Monitoring circuits

Okay, we've coded up a command with a circuit breaker, and given it a fallback command in the event the remote service is down. But how can we monitor it? Simply put--how can we detect if the circuit is open or closed?

Introducing the Hystrix Dashboard. With just a smidgeon of code, we can have another Spring Boot application provide us with a graphical view of things. And from there, we can test out what happens if we put the system under load, and then break the system.

To build the app, we first need to visit http://start.spring.io, and select Hystrix Dashboard and Turbine. If we also select Gradle and Spring Boot 2.0.0, and enter in our similar artifact details, we can produce another app. (Notice how handy it is to simply let everything be a Spring Boot app?)

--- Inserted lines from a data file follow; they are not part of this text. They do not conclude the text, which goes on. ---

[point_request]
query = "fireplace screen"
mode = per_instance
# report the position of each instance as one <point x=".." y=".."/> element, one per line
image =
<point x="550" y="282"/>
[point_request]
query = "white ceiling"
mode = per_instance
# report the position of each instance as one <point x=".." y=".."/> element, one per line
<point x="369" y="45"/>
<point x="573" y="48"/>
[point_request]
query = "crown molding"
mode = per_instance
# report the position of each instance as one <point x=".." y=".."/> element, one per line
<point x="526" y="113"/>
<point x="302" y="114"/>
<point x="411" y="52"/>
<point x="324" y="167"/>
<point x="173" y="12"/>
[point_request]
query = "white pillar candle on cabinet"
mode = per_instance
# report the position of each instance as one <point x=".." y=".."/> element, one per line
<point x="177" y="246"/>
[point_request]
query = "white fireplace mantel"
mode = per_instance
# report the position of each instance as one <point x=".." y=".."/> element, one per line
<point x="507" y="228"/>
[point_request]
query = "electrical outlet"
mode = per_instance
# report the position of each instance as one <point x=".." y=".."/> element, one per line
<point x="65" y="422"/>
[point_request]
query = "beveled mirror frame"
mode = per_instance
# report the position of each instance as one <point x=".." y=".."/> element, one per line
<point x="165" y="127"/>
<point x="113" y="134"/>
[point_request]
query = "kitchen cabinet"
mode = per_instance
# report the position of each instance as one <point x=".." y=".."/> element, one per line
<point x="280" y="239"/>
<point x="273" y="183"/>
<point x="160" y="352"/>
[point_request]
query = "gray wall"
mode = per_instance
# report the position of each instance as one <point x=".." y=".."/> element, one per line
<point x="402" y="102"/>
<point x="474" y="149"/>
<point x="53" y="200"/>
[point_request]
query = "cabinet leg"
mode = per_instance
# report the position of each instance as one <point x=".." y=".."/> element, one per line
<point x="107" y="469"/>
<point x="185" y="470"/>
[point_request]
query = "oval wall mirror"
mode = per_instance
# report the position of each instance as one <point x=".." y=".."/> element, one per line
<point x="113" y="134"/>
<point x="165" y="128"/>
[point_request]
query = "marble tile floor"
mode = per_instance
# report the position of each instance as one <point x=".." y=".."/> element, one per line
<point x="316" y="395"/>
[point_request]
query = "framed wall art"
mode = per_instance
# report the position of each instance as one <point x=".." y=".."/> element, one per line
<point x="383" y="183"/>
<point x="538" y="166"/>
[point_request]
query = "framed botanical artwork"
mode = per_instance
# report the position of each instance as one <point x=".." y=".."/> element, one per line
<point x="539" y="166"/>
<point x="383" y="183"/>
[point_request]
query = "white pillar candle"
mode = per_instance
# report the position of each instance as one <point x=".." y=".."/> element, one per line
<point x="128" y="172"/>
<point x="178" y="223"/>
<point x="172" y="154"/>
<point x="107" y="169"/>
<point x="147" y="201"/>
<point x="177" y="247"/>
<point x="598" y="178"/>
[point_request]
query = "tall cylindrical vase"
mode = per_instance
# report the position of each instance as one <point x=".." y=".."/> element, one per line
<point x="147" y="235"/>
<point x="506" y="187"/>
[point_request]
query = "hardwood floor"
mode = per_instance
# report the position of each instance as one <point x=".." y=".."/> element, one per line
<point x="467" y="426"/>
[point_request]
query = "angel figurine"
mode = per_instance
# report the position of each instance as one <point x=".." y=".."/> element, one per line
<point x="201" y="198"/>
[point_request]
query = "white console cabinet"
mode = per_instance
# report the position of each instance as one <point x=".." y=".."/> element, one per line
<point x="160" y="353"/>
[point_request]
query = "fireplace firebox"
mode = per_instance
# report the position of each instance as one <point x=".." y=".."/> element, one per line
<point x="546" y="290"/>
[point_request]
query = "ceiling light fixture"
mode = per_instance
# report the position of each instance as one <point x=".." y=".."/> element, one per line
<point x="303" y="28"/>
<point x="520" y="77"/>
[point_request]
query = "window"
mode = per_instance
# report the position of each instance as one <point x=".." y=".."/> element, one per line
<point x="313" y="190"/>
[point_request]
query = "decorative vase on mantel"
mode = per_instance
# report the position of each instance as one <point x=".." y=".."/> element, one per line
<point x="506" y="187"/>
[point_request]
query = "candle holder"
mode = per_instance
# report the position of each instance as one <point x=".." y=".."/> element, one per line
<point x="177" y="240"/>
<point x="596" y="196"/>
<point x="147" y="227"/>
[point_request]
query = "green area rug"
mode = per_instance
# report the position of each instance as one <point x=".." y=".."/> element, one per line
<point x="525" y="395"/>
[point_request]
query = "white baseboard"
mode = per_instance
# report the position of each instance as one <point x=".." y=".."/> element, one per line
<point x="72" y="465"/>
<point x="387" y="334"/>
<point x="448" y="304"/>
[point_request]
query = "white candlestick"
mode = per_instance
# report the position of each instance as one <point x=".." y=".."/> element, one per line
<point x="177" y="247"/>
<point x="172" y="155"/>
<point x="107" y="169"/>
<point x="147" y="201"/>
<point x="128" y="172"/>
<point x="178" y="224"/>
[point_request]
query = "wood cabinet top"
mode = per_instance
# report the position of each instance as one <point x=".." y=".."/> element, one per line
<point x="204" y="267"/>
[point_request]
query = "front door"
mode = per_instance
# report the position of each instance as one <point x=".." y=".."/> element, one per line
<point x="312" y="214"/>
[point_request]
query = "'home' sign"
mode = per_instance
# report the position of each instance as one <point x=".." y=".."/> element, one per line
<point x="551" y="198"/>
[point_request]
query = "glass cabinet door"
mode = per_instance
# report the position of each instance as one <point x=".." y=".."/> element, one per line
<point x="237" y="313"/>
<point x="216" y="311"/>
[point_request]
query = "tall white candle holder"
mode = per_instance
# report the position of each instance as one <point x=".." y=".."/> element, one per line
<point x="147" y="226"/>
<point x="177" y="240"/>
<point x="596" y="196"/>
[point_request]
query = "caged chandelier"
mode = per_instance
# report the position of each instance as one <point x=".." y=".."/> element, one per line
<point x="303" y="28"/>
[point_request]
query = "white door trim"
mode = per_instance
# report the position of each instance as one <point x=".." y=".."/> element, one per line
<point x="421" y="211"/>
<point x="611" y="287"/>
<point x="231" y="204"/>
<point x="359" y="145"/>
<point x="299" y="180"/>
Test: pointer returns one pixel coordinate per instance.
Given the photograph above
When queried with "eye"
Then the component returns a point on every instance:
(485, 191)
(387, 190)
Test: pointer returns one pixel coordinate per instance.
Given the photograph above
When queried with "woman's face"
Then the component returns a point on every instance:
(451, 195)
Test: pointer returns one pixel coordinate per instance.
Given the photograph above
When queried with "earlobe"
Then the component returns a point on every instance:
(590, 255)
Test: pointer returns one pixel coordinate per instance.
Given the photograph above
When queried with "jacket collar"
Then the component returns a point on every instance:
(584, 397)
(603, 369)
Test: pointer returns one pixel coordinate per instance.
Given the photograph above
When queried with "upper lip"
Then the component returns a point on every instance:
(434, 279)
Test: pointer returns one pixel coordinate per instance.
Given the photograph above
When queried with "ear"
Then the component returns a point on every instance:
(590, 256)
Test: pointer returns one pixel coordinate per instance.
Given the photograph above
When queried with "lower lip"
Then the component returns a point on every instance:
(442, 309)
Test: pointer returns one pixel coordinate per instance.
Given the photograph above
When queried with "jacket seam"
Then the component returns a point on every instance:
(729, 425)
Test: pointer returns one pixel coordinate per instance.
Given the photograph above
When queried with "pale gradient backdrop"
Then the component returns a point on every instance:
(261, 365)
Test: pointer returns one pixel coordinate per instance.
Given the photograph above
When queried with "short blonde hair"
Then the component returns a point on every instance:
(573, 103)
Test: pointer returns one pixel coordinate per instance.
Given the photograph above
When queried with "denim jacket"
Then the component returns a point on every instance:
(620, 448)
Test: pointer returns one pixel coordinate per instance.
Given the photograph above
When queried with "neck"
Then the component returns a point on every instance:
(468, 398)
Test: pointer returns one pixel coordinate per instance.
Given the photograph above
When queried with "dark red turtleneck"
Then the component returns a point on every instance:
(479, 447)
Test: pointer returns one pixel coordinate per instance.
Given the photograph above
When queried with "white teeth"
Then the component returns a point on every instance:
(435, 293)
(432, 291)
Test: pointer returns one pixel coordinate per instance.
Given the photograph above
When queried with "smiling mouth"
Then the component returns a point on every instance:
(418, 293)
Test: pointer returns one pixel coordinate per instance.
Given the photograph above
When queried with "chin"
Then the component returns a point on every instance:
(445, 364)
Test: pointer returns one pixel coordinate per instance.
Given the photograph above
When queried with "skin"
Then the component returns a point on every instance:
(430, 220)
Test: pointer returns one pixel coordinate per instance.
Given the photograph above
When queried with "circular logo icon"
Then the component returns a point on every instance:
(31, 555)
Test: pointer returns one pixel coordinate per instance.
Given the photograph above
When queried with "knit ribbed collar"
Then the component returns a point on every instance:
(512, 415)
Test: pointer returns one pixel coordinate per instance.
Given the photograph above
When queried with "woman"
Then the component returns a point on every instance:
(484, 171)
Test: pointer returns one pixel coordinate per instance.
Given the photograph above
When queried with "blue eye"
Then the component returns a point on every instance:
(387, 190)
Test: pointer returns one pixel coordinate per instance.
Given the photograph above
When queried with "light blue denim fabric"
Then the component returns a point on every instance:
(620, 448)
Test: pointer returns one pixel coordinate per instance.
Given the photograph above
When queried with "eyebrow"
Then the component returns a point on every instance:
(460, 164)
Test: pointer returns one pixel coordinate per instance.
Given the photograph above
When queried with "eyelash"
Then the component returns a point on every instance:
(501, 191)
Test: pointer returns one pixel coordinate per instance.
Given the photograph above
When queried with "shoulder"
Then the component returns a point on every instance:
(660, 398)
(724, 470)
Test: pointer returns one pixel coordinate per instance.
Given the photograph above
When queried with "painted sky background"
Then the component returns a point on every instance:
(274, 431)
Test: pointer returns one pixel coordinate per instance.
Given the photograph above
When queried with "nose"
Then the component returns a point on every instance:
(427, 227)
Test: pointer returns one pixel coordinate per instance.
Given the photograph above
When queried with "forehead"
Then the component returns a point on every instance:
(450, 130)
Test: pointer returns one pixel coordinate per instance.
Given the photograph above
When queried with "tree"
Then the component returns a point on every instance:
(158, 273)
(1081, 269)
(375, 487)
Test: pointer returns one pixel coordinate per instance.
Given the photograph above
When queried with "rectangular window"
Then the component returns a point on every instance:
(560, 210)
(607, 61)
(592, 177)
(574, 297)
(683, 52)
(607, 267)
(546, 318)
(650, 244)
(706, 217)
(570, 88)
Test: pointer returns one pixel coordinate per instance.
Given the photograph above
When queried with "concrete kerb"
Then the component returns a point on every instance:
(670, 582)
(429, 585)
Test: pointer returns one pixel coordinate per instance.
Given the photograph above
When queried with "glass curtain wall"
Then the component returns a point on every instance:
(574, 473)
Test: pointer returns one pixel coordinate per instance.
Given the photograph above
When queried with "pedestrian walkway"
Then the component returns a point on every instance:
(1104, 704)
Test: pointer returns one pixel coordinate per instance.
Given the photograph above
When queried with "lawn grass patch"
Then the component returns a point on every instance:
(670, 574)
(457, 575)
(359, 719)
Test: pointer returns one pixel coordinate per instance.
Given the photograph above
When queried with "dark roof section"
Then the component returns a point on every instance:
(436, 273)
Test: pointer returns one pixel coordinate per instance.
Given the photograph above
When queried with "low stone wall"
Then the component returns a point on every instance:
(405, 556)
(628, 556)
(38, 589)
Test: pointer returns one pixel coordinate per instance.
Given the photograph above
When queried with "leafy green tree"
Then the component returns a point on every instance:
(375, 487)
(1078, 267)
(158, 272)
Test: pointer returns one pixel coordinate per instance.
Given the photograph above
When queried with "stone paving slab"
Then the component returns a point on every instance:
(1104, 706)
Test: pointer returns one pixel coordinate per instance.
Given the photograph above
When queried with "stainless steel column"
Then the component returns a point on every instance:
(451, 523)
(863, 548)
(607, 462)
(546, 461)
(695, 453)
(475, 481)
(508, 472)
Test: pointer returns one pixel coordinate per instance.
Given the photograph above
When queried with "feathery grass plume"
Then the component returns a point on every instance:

The build file is the same except for these dependency settings:

    buildscript { 
      ext { 
        springBootVersion = '2.0.0.M5' 
        springCloudVersion = 'Finchley.M3' 
      } 
      ... 
    } 
    ... 
    dependencies { 
      compile('org.springframework.cloud:spring-cloud-starter-
hystrix-dashboard') } dependencyManagement { imports { mavenBom "org.springframework.cloud:spring-cloud-
dependencies:${springCloudVersion}" } }

We can explain this preceding build file as follows:

  • We pick up spring-cloud-starter-hystrix-dashboard to build a UI for monitoring circuits
  • Again, we select Spring Cloud's Finchley BOM release with the dependencyManagement settings

To display the Hystrix dashboard, this is all we need:

    @SpringBootApplication 
    @EnableHystrixDashboard 
    public class LearningSpringBootHystrixDashboard { 
 
      public static void main(String[] args) { 
        SpringApplication.run( 
          LearningSpringBootHystrixDashboard.class); 
      } 
    } 

This previous tiny application can be described as such:

  • @SpringBootApplication declares this to be a Spring Boot application. We don't need @SpringCloudApplication, because we don't intend to hook into Eureka, nor institute any circuit breakers.
  • @EnableHystrixDashboard will start up a UI that we'll explore further in this section.
  • The class public static void main is used to launch this class.

To configure this service, we need the following settings:

    server: 
      port: 7979 

Hystrix Dashboard is usually run on port 7979.

With this in place, let's launch the application and take a peek. To see the dashboard, we must navigate to http://localhost:7979/hystrix:

Here we have a pretty simple interface, as seen in the preceding screenshot. It tells us we have options regarding what we want to view. The simplest variant is to have the dashboard look at one microservice's collection of circuits. This preceding screenshot shows the URL for the images service, the one we wrote a @HystrixCommand for.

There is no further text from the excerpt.